Selama 150 tahun beroperasinya Tambang Salida tidak banyak yang diketahui orang
mengenai tambang itu sampai kemudian Verbeek menerbitkan bukunya, Nota over de
verrichtingen der Oost-Indische Compagnie bij de ontginning der goud- en zilveraders

te Salida op Sumatras Westkust [Catatan tentang tindakan VOC mulai menggarap


sumber emas dan perak di Salida, Sumatra Barat] (1886).
Tambang Lebong
Perusahaan tambang Belanda, baik milik pemerintah maupun swasta baru mulai
melakukan kegiatan penambangan di Bengkulu setelah ditemukannya formasi Lebong
pada tahun 1890. Penambangan emas yang tertua diantaranya dilakukan oleh
perusahaan Mijnbouw Maatschappij Redjang Lebong dan Mijnbouw Maatschappij
Simau berada di Lebong, Bengkulu. Kedua perusahaan itu merupakan penyumbang
terbesar ekspor emas perak Hindia Belanda. Misalnya, pada tahun 1919 perusahaan
Mijnbouw Maatschappij Redjang Lebong menghasilkan 659 kg/emas dan 3.859
kg/perak, dan perusahaan Mijnbouw Maatschappij Simau menghasilkan 1.111 kg/emas
dan 8.836 kg/perak. Setidaknya dua perusahaan ini berhasil meraup 130 ton emas
selama berproduksi kurang dari setengah abad (1896-1941)

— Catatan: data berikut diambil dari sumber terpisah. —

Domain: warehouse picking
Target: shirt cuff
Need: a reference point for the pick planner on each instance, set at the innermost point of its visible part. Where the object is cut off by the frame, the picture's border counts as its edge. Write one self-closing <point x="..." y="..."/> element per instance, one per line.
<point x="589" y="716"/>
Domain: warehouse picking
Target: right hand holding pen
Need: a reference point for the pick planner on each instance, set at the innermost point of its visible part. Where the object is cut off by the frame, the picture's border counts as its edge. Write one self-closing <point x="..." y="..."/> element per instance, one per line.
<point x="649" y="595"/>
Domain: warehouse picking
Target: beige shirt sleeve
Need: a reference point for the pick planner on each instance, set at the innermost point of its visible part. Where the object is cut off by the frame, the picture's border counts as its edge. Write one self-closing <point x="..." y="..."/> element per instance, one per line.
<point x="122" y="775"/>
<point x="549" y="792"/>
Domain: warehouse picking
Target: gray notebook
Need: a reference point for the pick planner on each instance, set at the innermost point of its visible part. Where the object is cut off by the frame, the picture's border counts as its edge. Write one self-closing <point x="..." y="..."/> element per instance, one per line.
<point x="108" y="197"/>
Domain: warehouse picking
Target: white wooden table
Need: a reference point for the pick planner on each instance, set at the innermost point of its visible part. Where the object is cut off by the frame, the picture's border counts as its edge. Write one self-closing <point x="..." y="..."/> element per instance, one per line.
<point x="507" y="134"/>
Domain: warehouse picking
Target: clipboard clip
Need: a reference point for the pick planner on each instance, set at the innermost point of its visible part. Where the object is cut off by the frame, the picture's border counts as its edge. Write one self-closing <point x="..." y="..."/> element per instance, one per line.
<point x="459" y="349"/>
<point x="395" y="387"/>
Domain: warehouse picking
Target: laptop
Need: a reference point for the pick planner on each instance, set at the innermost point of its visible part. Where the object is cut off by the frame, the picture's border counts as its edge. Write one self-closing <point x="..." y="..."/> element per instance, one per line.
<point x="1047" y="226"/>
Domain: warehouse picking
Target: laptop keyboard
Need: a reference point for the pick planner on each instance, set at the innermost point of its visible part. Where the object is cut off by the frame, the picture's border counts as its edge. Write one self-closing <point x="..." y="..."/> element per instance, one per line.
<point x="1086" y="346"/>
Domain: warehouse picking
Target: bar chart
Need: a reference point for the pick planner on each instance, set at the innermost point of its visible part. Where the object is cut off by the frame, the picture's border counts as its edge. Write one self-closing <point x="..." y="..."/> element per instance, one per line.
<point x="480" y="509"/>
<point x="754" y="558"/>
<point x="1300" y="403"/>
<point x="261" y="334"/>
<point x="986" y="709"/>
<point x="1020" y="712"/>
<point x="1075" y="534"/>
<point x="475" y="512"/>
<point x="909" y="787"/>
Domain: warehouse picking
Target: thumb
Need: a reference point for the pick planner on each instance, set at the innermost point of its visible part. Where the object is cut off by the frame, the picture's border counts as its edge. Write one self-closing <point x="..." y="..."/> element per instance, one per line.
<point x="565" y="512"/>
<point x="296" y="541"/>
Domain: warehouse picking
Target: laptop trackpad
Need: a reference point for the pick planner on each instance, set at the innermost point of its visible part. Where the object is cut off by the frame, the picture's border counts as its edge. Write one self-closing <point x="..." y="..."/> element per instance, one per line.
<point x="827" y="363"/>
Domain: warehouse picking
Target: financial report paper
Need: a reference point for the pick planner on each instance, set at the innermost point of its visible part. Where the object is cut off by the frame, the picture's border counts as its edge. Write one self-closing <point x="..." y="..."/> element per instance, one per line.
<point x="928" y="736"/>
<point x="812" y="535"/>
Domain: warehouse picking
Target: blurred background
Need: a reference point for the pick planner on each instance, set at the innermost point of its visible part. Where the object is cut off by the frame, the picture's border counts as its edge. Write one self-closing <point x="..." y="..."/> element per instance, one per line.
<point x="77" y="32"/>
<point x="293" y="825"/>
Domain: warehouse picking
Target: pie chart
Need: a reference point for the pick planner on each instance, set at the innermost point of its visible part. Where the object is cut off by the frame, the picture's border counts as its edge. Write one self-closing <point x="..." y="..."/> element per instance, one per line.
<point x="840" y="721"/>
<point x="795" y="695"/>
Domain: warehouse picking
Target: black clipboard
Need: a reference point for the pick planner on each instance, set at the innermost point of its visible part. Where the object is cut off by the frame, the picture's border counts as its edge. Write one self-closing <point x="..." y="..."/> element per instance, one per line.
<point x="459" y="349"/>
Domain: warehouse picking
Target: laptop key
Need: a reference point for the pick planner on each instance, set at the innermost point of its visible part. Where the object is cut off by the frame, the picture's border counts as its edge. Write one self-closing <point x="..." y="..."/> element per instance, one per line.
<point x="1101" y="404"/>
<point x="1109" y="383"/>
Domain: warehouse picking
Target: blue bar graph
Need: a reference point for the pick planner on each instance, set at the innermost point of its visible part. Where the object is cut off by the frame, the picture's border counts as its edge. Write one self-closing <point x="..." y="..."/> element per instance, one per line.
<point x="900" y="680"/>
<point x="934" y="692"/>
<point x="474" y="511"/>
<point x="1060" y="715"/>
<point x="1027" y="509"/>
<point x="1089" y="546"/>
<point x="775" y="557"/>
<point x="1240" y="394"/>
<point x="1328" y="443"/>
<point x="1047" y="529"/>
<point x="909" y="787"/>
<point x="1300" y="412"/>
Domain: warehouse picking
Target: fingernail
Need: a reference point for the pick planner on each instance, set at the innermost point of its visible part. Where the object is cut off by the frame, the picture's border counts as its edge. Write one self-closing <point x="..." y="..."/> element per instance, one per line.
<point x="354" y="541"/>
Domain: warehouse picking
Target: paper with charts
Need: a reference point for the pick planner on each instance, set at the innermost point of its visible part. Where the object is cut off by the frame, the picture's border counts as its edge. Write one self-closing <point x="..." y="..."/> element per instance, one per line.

Jejak-jejak sisa penambangan yang dilakukan Belanda di Bengkulu masih dapat
ditemui di Ulu Ketenong, Tambang Sawah, Lebong Donok, Lebong Simpang, Lebong
Tandai.
Tambang Singkawang
Kota Singkawang yang penduduknya mayoritas keturunan Cina, leluhurnya adalah
pekerja tambang emas imigran dari Cina. Kota Singkawang dulunya merupakan sebuah
desa bagian dari wilayah kerajaan Sambas, Desa Singkawang sebagai tempat singgah
para pedagang dan penambang emas dari Monterado. Sejarah kedatangan orangorang Cina berawal dari potensi daerah-daerah di wilayah Kerajaan Sambas yang
banyak mengandung emas. Sejak Kesultanan Sambas, tambang emas ini merupakan
sumber penghasilan kesultanan. Pada 1760 Sultan Umar Akamudin II mendatangkan
orang-orang sebagai pekerja tambang di daerah Sambas, Bengkayang, dan Montrado
untuk meningkatkan hasil pertambangan emas. Kebijakan Sultan Sambas ini, di
samping telah meningkatkan hasil emas bagi Kesultanan Sambas, juga menyebabkan
gelombang masuknya ribuan imigran ke daerah itu. Para imigran ini mendirikan kongsikongsi pekerja tambang, semacam koloni Cina yang mengatur pemerintahan dan
perdagangan.
Tambang Cikotok
Cikotok telah ditemukan sejak tahun 1839 yang kemudian dieksploitasi mulai tahun
1936 oleh perusahaan Belanda N.V. Mijnbauw Maatschapij Zuid Bantam (MMZB). Pada
1939 hingga tahun 1942 terpaksa terhenti akibat terjadinya Perang Dunia II. Selama
pendudukan Jepang 1942 1945, kegiatan tambang dikerjakan oleh perusahaan
Jepang Mitsui Kosha Kabushiki Kaisha tetapi tidak menambang emas melainkan timah
hitam timbal (Pb) di Cirotan untuk keperluan produksi amunisi. Pada masa
pemerintahan Sukarno tahun 1958, tambang emas Cikotok diresmikan dan dikerjakan
oleh NV Tambang Emas Tjikotok (TMT) yang berada di bawah manajemen NV
Perusahaan Pembangunan Pertambangan (P3). Setelah beberapa kali berganti induk
perusahaan, pada tanggal 5 Juli 1968 tambang emas Cikotok dikelola oleh PN Aneka
Tambang (BUMN) yang lalu berubah menjadi PT Aneka Tambang sejak 1974 dan
sekarang kemudian dikenal sebagai PT Antam.